Haymon also continues to find bouts for Jermain Taylor, who suffered a brain bleed in 2009 and recently released a series of Instagram videos in which he sang, held a semiautomatic firearm, wore a cowboy hat and said, "F--- you" and "God bless you" and "I'll never lose to another white boy." While Taylor's brain scans passed a number of medical tests in recent years, he was also charged in August with battery and terroristic threatening (both felonies), for shooting his cousin and firing a gun at another person. (He has pleaded not guilty; a trial is scheduled for next June.) Taylor boxed again in October, won and secured an IBF middleweight belt. He thanked God.
Then he thanked Al Haymon.
HAYMON'S MOVE fails to account for something that can hardly be accounted for. What boxing needs—beyond a national commission and more stringent drug testing—is another superstar, another Mayweather, another Pacquiao. There are candidates but no obvious replacements.
That's what Haymon cannot fix, what no one can. If the long-term health of a sport depends on the emergence of once-in-a-generation talents, that's at best an unstable business model, whether promoters have 15 prospects or 150.

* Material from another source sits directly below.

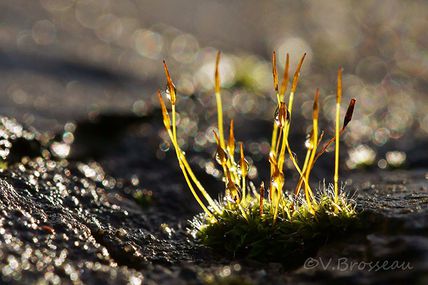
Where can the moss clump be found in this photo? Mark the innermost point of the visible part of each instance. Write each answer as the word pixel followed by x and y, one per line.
pixel 295 233
pixel 267 224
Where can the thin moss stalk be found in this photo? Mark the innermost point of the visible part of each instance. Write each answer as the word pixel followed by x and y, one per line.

History shows that boxing rarely changes. That's part of its charm and part of its downfall, and why someone with no background and no contacts and no boxers can gain so much control over it from his mother's couch. "That's an absolute indictment of the sport," James says. "Name me another business where someone can do that."
Haymon, who declined SI's requests for interviews, may not speak about boxing, at least not publicly, but he does speak to boxing. He's not the sport's problem so much as a symptom of its problems. The question, then, is whether he can fix them, or whether he will make them worse.

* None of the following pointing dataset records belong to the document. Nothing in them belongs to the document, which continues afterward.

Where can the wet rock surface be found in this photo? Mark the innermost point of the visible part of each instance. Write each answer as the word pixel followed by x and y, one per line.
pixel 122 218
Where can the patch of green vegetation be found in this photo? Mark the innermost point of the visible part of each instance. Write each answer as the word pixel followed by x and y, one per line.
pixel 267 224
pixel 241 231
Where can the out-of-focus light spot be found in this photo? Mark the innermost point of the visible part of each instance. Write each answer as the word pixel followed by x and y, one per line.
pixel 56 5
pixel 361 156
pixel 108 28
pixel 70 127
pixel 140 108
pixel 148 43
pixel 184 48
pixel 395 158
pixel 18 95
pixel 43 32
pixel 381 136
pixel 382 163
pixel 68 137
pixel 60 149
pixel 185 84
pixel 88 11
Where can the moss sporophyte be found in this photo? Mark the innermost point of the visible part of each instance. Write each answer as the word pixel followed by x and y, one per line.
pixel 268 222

Back at the Mayweather fight, during a press conference, Floyd Mayweather Sr. scans for Haymon from the back of a theater. He can't find him. No one can. "Al Haymon is the guy who stays on the case and runs this place," Senior says. "He has the chips and the dip. That's what he do. And then, poof, he's gone."
Haymon, it turns out, was behind a curtain, 20 feet from Mayweather but out of public view. All around, boxing insiders wondered what Haymon was planning, how they might get involved, cash in, what it could mean to a sport that exited the mainstream landscape about when Mike Tyson started biting people's ears.
Most agreed that boxing needs to change. "Anyone who doesn't admit the sport is basically at a nadir is an idiot," says a person in boxing who has done business with Haymon. "When a sport is at a nadir, it creates an opportunity for a smart person to go out there, raise a lot of money and attempt to change the paradigm."
Enter Haymon, everywhere and nowhere, and his investors, and his play to consolidate the most fragmented of sports. That's the move. This year. Next year. However long it takes.